Our results suggest that radiologically assessed adrenal size alone does not increase the risk of adrenal cancer if features are benign. However, an adrenal mass with concerning features on imaging should be resected regardless of size. The identification of malignant adrenal masses in patients with histories of cancer in our series is consistent with previously published literature. Kloos et al. ¹⁴ found that 32%–72% of incidentally discovered adrenal masses in patients with prior cancer were metastases, and Lenert et al. ¹⁵ reported in an 81-case series that 52% of adrenal masses resected in patients with prior extra-adrenal malignancy were metastatic. The low morbidity and mortality of laparoscopic adrenalectomy make resection a viable option, although a full metastatic work-up, including image-guided biopsy, should be considered.

Additionally, we followed several recurrent nonfunctional adrenal masses for growth. We hypothesize that these were remnant cells or adrenal rests that grew immediately after the adrenalectomy because of elevated levels of adrenocorticotropic hormone stimulating growth, while the remnant adrenal gland tried to produce hormones for both glands.
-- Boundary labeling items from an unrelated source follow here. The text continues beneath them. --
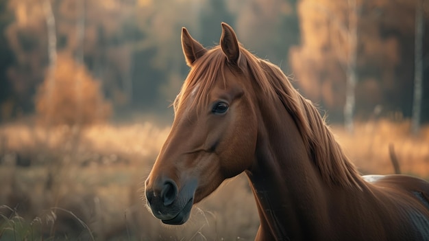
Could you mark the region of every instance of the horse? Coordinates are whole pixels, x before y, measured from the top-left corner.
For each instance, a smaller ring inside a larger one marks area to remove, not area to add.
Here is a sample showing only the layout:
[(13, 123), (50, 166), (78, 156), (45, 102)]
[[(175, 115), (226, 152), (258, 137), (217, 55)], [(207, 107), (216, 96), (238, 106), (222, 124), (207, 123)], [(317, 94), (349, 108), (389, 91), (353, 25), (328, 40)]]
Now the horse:
[(245, 172), (260, 218), (256, 240), (429, 240), (429, 183), (360, 176), (318, 108), (221, 27), (210, 48), (182, 28), (190, 71), (145, 181), (153, 215), (184, 224), (194, 204)]

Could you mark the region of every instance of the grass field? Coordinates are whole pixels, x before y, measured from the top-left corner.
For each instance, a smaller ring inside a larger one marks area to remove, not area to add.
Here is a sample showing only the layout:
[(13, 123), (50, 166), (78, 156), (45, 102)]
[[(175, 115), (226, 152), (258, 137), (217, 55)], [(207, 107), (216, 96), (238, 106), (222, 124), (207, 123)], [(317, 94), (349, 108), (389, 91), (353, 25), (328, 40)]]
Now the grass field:
[[(403, 173), (429, 179), (429, 128), (415, 137), (407, 122), (356, 123), (353, 135), (332, 128), (363, 174), (393, 173), (391, 146)], [(169, 130), (149, 122), (1, 126), (0, 240), (252, 240), (259, 221), (243, 174), (184, 226), (162, 225), (145, 209), (143, 181)]]

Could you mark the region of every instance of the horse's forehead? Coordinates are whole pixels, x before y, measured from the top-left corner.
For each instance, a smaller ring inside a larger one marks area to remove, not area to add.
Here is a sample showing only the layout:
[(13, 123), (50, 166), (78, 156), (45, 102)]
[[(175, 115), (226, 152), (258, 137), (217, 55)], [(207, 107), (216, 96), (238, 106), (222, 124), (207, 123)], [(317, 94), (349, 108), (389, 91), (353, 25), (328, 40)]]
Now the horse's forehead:
[(191, 97), (194, 98), (195, 97), (195, 95), (198, 93), (201, 85), (201, 82), (198, 82), (192, 88), (192, 90), (191, 91)]

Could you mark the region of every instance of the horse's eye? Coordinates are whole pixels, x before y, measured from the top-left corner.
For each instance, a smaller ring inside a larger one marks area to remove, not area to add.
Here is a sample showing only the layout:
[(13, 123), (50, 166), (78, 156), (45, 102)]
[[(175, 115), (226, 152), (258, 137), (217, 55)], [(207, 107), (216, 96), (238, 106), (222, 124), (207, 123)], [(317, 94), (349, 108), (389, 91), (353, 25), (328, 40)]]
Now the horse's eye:
[(229, 106), (225, 102), (217, 102), (213, 105), (212, 113), (213, 114), (223, 114), (228, 110)]

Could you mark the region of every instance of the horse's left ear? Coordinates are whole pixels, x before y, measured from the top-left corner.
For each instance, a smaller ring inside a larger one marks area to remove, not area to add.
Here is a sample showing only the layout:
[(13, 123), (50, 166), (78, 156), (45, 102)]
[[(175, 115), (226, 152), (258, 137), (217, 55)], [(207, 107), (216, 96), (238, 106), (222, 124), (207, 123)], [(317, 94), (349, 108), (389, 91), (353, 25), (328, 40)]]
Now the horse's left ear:
[(222, 35), (221, 36), (221, 47), (226, 56), (228, 62), (236, 64), (240, 57), (240, 49), (237, 36), (231, 26), (222, 23)]
[(182, 28), (182, 49), (189, 67), (192, 67), (198, 58), (207, 52), (207, 49), (193, 39), (185, 27)]

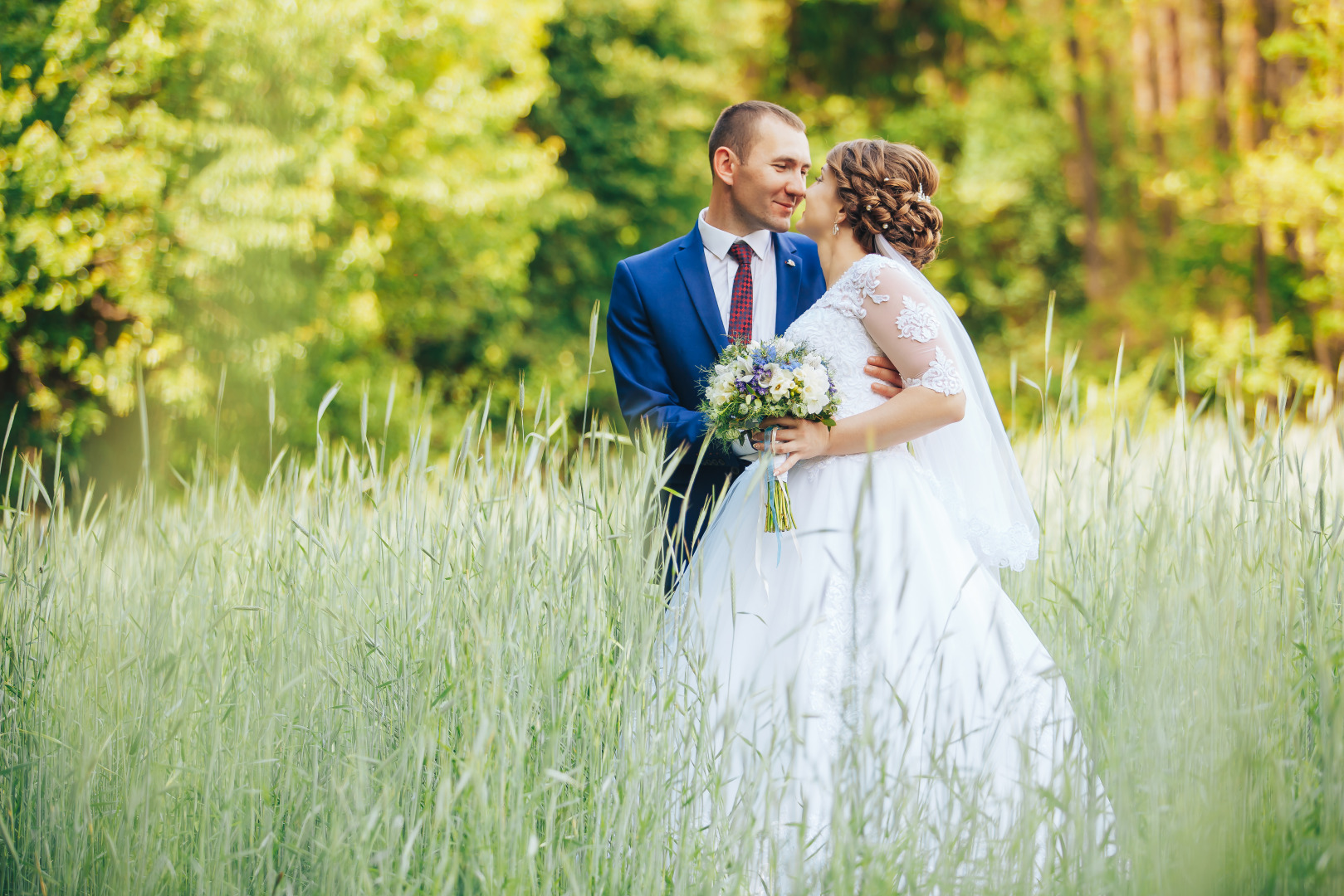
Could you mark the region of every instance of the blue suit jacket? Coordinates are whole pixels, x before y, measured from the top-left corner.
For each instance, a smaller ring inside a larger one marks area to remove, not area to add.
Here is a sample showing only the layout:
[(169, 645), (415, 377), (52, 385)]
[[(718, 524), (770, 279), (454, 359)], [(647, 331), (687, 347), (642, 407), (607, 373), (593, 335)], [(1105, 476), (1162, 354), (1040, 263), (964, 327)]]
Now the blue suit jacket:
[[(821, 297), (825, 278), (810, 239), (797, 234), (773, 234), (771, 239), (774, 326), (782, 333)], [(671, 480), (671, 485), (684, 485), (707, 429), (696, 408), (719, 352), (728, 345), (699, 226), (616, 266), (606, 328), (621, 414), (632, 431), (641, 423), (665, 429), (669, 451), (691, 446)], [(743, 463), (711, 447), (700, 466), (739, 470)]]

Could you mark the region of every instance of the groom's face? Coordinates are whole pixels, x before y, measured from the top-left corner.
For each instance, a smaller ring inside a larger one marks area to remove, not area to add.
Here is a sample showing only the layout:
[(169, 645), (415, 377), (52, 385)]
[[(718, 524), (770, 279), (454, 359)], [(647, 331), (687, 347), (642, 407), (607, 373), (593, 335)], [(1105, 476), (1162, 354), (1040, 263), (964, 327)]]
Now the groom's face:
[(806, 192), (808, 136), (774, 116), (757, 120), (755, 140), (735, 167), (732, 204), (758, 228), (785, 232)]

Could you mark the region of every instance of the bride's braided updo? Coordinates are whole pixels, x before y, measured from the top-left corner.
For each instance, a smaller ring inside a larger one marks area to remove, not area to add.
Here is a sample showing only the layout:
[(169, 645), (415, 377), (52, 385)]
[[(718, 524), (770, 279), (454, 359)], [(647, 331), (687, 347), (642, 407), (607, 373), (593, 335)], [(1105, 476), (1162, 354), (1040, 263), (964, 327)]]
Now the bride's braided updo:
[(851, 140), (827, 154), (827, 168), (845, 223), (864, 251), (876, 251), (882, 235), (915, 267), (934, 259), (942, 212), (930, 199), (938, 189), (938, 168), (927, 156), (910, 144)]

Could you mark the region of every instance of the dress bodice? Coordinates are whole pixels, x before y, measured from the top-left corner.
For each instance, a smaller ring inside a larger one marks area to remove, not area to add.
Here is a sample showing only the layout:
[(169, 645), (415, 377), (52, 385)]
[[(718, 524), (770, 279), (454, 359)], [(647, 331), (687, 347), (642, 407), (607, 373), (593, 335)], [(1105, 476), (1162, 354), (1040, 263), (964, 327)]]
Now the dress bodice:
[(868, 255), (855, 262), (785, 333), (827, 359), (840, 392), (836, 419), (872, 410), (886, 400), (871, 388), (879, 380), (863, 372), (870, 356), (882, 355), (863, 325), (863, 300), (878, 289), (883, 261)]

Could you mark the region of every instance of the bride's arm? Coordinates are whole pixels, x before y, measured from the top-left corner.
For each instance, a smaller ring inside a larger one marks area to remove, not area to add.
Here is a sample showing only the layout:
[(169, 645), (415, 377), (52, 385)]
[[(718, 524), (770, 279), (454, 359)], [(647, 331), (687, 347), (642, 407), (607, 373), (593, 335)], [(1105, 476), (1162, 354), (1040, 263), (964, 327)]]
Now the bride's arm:
[(965, 414), (966, 394), (950, 344), (922, 292), (891, 269), (883, 270), (879, 283), (864, 298), (863, 322), (872, 341), (895, 363), (907, 388), (831, 429), (793, 418), (765, 420), (766, 426), (778, 426), (775, 453), (789, 455), (778, 467), (781, 473), (809, 457), (862, 454), (909, 442), (956, 423)]

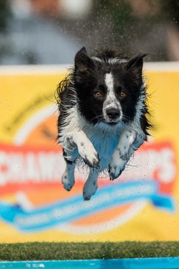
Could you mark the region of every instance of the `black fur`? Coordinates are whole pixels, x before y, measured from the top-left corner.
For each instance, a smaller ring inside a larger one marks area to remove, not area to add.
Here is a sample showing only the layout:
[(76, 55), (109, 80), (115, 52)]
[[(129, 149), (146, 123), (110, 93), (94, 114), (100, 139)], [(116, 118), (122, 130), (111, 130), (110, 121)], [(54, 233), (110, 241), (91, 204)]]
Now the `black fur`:
[[(88, 56), (85, 49), (82, 48), (76, 55), (75, 68), (71, 69), (69, 75), (59, 84), (56, 92), (56, 99), (59, 105), (60, 116), (58, 126), (59, 130), (69, 109), (77, 102), (78, 109), (81, 114), (92, 124), (99, 121), (104, 121), (102, 107), (107, 92), (104, 83), (104, 75), (111, 72), (114, 77), (115, 91), (117, 98), (120, 102), (125, 117), (124, 122), (133, 120), (136, 113), (136, 103), (144, 92), (146, 98), (143, 101), (144, 108), (141, 115), (140, 122), (143, 132), (149, 135), (148, 130), (152, 127), (147, 115), (149, 115), (147, 105), (146, 87), (143, 85), (142, 76), (143, 58), (146, 54), (129, 59), (117, 52), (106, 50), (97, 52), (94, 57)], [(111, 63), (109, 59), (118, 58)], [(119, 93), (125, 91), (126, 98), (122, 100)], [(97, 91), (102, 93), (101, 98), (94, 97)], [(60, 137), (58, 138), (60, 140)]]

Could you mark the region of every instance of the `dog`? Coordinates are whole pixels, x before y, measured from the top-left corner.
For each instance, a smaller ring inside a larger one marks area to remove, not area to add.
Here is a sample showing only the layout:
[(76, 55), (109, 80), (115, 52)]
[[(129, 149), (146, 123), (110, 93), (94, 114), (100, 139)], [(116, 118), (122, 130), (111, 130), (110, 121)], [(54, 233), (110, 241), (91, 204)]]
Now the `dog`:
[(82, 161), (90, 168), (84, 200), (95, 193), (100, 173), (108, 171), (110, 180), (118, 177), (147, 140), (151, 125), (142, 73), (146, 55), (129, 58), (107, 49), (90, 56), (83, 47), (57, 87), (57, 139), (66, 164), (62, 183), (71, 190), (75, 166)]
This phenomenon, although concerning, appears trivial.

Articles in which laparoscopic adrenalectomy is directly compared with open adrenalectomy are rare.^16,17 These articles show greatly improved outcomes with laparoscopic approach over posterior or transabdominal approaches with respect to blood loss, postoperative pain, length of hospital stay, and morbidity, albeit with longer operative times.

Laparoscopic adrenalectomy is a safe procedure that can result in significant long-term improvement or resolution of hypertension in patients with Cushing's syndrome, aldosteromas, and pheochromocytomas. In patients with nonfunctioning tumors, atypical appearance on CT or MRI, hypermetabolism on PET scan, and history of cancer were the best predictors of pathology. Size criteria, whether using a standard of 4 cm or 5 cm, were not reliable predictors of neoplasia.